1 H NMR (CDCl 3 , 400 MHz): δ =
1.35 (6H, d, J = 7 Hz),
2.42 (3H, s),
3.3-3.4 (3H, m),
3.49 (2H, dd, J = 5 Hz, 8 Hz),
6.47 (1H, d, J = 16 Hz),
7.28 (1H, s),
7.53 (1H, d, J = 8 Hz),
7.74 (1H, s),
7.93 (1H, d, J = 8 Hz),
8.05 (1H, s),
8.09 (1H, d, J = 16 Hz).
(4) 3- [3- [2- [3-Isopropyl-6- (trifluoromethyl) benzothiophen-2-yl] ethyl] -5-methylbenzisoxazol-6-yl] propionic acid
3- [3- [2- [3-Isopropyl-6- (trifluoromethyl) benzothiophen-2-yl] ethyl] -5-methyl-benzisoxazol-6-yl] acrylic acid obtained above ( 555 mg, 1.17 mmol) was dissolved in ethanol (56 mL) and hydrazine monohydrate (1.14 mL, 23.4 mmol) was added. After heating under reflux for 24 hours, 2M hydrochloric acid (35 mL) and ice water were added, and the mixture was extracted with ethyl acetate. The organic layer was separated, washed with saturated brine, dried over anhydrous sodium sulfate, and the solvent was distilled off under reduced pressure. The obtained residue was subjected to silica gel column chromatography, and the title compound (440 mg, yield 79%) was obtained as pale yellow crystals from a chloroform: methanol (100: 1 to 20: 1, v / v) fraction. It was.

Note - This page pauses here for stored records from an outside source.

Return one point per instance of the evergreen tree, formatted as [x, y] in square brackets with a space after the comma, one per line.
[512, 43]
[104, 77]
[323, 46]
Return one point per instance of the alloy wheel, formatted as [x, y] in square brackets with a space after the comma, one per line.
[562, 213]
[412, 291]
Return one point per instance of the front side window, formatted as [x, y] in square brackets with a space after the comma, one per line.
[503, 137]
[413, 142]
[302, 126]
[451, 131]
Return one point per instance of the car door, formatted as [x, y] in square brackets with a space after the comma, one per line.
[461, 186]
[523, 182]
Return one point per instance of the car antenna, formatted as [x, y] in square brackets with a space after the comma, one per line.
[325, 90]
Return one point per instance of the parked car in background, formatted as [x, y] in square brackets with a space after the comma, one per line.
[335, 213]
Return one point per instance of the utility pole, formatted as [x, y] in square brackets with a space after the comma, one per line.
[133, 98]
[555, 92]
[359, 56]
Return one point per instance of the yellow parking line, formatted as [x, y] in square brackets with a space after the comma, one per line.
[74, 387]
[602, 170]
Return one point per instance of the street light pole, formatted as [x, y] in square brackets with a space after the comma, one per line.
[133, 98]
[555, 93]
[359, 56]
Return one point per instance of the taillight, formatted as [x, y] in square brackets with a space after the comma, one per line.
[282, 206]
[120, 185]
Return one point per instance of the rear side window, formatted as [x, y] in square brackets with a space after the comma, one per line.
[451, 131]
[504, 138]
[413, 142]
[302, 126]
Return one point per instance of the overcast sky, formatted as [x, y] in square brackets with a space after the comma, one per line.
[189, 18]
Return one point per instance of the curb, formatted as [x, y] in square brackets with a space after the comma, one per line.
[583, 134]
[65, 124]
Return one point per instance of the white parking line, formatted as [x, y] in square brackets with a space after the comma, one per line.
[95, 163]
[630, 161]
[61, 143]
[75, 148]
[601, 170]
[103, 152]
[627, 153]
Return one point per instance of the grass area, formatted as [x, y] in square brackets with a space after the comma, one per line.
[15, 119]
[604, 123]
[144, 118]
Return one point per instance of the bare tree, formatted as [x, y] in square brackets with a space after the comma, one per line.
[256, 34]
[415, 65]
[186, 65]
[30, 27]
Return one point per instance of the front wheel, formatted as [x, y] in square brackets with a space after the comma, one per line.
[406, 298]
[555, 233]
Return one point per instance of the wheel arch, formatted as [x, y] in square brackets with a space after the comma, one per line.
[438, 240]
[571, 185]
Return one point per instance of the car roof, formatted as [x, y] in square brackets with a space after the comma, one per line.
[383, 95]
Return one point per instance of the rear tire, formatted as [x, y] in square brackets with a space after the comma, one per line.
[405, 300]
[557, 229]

1 H NMR (CDCl 3 , 400 MHz): δ =
1.35 (6H, d, J = 7 Hz),
2.32 (3H, s),
2.71 (2H, t, J = 7 Hz),
3.07 (2H, t, J = 7Hz),
3.32 (2H, dd, J = 7 Hz, 8 Hz),
3.3-3.5 (1H, m),
3.47 (2H, dd, J = 7Hz, 8Hz),
7.25 (1H, d, J = 8 Hz),
7.36 (1H, s),
7.52 (1H, d, J = 8 Hz),
7.93 (1H, d, J = 8 Hz),
8.04 (1H, s).
(5) 3- [3- [2- [1,1-Dioxo-3-isopropyl-6- (trifluoromethyl) benzothiophen-2-yl] ethyl] -5-methylbenzisoxazol-6-yl ] Propionic acid
3- [3- [2- [3-Isopropyl-6- (trifluoromethyl) benzothiophen-2-yl] ethyl] -5-methylbenzisoxazol-6-yl] propionic acid (24 mg, 0.05 mmol ) Was dissolved in chloroform (2.4 mL), 80% m-chloroperbenzoic acid (27 mg, 0.013 mmol) was added, and the mixture was stirred at room temperature for 64 hours. The solution was directly subjected to silica gel column chromatography and eluted with a mixed solvent of methanol / chloroform = 1/50 to obtain 15 mg of pale yellow crystals, which were washed twice with hexane (5 mL) to give the title compound (14 mg, yield 56%). Was obtained as slightly yellow crystals.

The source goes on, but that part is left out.